Nano-control of light pioneers new paths
Friday 8 April 2016
- Researchers have developed a nanophotonic chip that offers new opportunities in generating, transmitting, processing and recording information.
- Their research could also enable scientists to gain a deeper understanding of black holes.
An Australian-based research team has created a breakthrough chip for the nano-manipulation of light, paving the way for next generation optical technologies and enabling deeper understanding of black holes.
The team – from Swinburne University of Technology and RMIT in Australia and Jinan University in China – designed an integrated nanophotonic chip that can achieve unparalleled levels of control over the angular momentum (AM) of light.
The pioneering work opens new opportunities for using AM at a chip-scale for the generation, transmission, processing and recording of information. It could also be used to help scientists better understand the evolution and nature of black holes.

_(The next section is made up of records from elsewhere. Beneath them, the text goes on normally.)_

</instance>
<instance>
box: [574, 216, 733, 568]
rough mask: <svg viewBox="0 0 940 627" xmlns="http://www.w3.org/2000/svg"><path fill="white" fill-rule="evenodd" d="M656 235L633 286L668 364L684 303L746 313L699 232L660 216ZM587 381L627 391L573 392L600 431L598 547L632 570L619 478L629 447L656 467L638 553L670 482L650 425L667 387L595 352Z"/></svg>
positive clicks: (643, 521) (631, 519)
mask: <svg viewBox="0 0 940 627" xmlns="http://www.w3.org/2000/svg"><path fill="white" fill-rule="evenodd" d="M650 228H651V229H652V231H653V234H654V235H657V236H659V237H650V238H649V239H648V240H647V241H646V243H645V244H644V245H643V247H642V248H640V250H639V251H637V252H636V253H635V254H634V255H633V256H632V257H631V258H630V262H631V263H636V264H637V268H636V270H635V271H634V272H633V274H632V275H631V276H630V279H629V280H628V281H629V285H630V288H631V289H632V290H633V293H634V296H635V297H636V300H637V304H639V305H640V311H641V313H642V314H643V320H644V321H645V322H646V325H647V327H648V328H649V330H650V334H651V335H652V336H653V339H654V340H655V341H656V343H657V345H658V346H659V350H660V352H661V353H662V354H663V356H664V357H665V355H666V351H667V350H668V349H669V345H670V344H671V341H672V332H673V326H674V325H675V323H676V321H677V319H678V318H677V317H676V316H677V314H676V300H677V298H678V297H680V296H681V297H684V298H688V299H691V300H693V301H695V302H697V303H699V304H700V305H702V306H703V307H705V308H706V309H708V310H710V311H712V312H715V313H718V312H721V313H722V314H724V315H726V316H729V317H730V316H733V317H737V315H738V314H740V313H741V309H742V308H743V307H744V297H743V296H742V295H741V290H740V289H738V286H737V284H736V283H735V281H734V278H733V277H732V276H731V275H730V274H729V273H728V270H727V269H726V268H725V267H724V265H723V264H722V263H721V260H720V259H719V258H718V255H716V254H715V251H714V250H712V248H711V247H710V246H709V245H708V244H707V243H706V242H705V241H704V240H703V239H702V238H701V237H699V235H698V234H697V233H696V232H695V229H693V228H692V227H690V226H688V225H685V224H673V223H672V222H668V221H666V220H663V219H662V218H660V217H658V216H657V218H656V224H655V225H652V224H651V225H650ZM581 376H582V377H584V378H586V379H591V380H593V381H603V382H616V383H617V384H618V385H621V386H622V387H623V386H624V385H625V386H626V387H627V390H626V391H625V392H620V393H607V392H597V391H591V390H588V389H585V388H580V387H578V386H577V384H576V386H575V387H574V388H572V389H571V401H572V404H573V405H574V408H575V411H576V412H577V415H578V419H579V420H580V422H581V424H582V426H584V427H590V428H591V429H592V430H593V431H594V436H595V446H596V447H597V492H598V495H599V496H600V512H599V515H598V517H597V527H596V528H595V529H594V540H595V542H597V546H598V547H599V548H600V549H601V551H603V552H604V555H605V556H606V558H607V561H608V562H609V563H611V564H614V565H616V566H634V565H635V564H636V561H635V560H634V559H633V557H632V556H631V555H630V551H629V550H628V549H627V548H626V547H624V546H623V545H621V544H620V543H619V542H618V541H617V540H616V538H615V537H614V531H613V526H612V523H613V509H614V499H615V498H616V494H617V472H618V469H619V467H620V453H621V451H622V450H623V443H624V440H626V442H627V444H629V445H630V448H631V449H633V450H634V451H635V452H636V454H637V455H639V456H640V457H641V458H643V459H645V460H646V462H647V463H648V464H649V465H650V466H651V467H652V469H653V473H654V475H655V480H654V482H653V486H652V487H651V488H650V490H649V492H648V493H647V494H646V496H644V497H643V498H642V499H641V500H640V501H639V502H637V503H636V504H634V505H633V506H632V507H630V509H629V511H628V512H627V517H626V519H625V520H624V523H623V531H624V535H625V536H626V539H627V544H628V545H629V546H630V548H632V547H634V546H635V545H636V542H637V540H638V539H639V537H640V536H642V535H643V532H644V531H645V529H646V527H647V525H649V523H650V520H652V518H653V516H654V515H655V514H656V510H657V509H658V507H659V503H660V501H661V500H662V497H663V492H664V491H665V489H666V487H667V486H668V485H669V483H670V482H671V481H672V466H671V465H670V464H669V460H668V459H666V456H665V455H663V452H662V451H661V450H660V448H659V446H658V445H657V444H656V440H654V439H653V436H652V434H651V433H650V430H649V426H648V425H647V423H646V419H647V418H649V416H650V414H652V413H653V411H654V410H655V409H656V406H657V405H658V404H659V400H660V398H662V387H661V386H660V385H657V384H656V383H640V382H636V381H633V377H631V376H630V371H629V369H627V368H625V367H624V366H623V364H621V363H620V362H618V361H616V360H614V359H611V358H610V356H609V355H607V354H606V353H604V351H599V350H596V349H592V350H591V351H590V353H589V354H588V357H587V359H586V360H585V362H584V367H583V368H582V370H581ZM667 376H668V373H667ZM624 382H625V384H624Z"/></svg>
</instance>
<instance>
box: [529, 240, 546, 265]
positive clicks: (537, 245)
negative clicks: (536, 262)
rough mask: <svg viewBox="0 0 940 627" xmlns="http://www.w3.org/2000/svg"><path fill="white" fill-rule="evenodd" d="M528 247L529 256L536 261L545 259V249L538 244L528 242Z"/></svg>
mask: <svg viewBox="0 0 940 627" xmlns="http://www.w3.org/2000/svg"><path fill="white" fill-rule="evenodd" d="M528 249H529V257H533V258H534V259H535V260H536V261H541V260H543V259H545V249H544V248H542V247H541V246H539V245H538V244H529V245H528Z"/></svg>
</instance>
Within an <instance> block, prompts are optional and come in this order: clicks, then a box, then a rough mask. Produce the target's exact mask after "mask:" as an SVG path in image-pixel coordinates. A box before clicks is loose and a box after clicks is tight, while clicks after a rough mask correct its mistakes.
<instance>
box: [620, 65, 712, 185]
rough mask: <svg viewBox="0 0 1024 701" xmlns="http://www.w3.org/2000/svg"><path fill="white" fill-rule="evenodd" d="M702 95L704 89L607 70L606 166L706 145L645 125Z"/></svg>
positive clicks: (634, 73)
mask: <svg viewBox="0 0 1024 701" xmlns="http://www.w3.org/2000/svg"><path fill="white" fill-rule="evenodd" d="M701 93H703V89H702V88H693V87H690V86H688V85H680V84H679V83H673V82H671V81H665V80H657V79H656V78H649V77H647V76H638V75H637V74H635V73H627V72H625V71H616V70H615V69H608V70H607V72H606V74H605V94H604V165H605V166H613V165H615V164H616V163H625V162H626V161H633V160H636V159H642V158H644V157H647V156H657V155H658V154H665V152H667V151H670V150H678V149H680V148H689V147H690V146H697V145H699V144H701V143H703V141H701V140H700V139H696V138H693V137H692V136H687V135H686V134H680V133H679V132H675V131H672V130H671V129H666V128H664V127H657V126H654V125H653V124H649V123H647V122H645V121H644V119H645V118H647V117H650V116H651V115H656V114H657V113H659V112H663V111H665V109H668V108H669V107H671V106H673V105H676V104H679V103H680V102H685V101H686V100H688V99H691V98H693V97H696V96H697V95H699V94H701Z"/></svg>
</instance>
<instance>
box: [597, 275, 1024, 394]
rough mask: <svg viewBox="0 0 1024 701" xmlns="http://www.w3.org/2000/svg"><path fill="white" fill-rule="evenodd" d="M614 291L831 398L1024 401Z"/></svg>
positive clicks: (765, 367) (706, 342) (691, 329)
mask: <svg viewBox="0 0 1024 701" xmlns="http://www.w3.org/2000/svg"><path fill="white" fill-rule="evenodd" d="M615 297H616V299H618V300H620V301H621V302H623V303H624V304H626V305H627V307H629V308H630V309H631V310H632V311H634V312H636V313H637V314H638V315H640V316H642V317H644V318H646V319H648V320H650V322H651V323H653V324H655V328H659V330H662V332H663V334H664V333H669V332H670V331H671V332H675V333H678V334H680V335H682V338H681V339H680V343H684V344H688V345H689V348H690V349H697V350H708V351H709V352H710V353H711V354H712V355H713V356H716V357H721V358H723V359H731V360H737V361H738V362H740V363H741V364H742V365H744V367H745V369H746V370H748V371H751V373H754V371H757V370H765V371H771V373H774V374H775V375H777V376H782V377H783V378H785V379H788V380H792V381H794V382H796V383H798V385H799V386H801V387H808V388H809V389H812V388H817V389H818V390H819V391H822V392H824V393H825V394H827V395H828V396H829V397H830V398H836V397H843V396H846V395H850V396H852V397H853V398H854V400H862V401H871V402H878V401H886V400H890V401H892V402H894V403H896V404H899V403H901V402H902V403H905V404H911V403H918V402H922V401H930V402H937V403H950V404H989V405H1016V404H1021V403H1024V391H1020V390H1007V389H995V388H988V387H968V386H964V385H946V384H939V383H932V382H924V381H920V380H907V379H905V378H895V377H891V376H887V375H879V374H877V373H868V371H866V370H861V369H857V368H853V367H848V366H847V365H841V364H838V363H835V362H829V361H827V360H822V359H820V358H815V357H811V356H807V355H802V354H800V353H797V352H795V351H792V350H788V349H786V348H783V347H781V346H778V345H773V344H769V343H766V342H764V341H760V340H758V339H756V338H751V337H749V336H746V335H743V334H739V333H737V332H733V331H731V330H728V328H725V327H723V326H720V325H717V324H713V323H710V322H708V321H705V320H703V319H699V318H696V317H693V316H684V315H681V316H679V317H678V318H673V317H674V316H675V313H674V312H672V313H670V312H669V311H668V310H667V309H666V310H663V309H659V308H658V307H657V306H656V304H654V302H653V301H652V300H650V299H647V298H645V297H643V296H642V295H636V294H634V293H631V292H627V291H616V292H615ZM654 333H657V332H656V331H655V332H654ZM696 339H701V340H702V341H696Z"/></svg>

While traveling approximately in a straight line, a beam of light also spins and twists around its optical axis. The AM of light measures the amount of that dynamic rotation.
Lead author Haoran Ren, a PhD candidate at Swinburne, says: “If you send an optical data signal to a photonic chip it is critical to know where the data is going, otherwise information will be lost.
“Our specially-designed nanophotonic chip can precisely guide AM data signals so they are transmitted from different mode-sorting nano-ring slits without losing any information.”
A key focus is the potential of using AM to enable the mass expansion of the available capacity of optical fibres through the use of parallel light channels – an approach known as “multiplexing”.
But realising AM multiplexing on a chip scale has remained a major challenge, as there is no material in nature capable of sensing twisted light.
The team devised nano-grooves to couple AM-carrying beams into different plasmonic AM fields, with the nano-apertures subsequently sorting and transmitting the different plasmonic AM signals.
As well as laying the foundation for the future ultra-broadband big data industry and providing a new platform for the next industry revolution, the research offers a precise new method for improving scientific knowledge of black holes.
Professor Min Gu, Associate Deputy Vice-Chancellor for Research Innovation and Entrepreneurship at RMIT, said the work offered the possibility of full control over twisted light, including both spin angular momentum (SAM) and orbital angular momentum (OAM).
“Due to the fact that rotating black holes can impart OAM associated with gravitational waves, an unambiguous measuring of the OAM through the sky could lead to a more profound understanding of the evolution and nature of black holes in the universe,” he said.
The research has been published online by the journal Science.